Olha Korobka

Medal record

Women's Weightlifting

Representing Ukraine

Olympic Games

World Championships

European Championships

= Olha Korobka =

Ukrainian weightlifter (born 1985)

Olha Vasylivna Korobka (Ольга Василівна Коробка; born December 7, 1985 Bobrovytsia, Ukrainian SSR, Soviet Union) is a Ukrainian weightlifter who was the European record holder in the snatch with 133 kg, and in the clean and jerk with 164 kg.

==Career==
Korobka ranked 7th in the women's over 75 kg category at the 2004 Summer Olympics.

On April 18, 2008, Korobka won her third straight European championship overall title in the women's over 75 kg category by lifting 277 kg in total (127 kg in the snatch, 150 kg in the clean and jerk).

At the 2008 Summer Olympics she initially won the silver medal in the +75 kg category, with a total of 277 kg. At a height of 1.81 m and weighing 167 kg, she was the heaviest female competitor at the Games.

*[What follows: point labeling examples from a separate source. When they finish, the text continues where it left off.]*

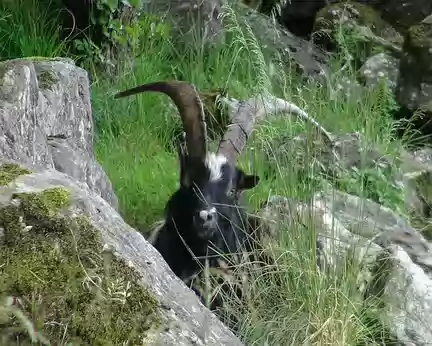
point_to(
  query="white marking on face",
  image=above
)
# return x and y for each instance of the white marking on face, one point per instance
(204, 214)
(214, 163)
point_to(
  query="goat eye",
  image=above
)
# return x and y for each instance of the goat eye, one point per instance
(231, 192)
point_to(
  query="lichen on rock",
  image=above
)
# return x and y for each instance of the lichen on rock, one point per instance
(82, 294)
(352, 18)
(10, 171)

Korobka won silver medal as superweight in the 2010 European Championship, at a bodyweight of 170 kg. In February 2012, she was banned for four years, until November 2015, for doping. She had failed a drug test after the 2011 World Weightlifting Championships, where she won three bronze medals.

In 2016, she was stripped of her 2008 Olympic medal after reanalysis of her sample tested positive for steroids.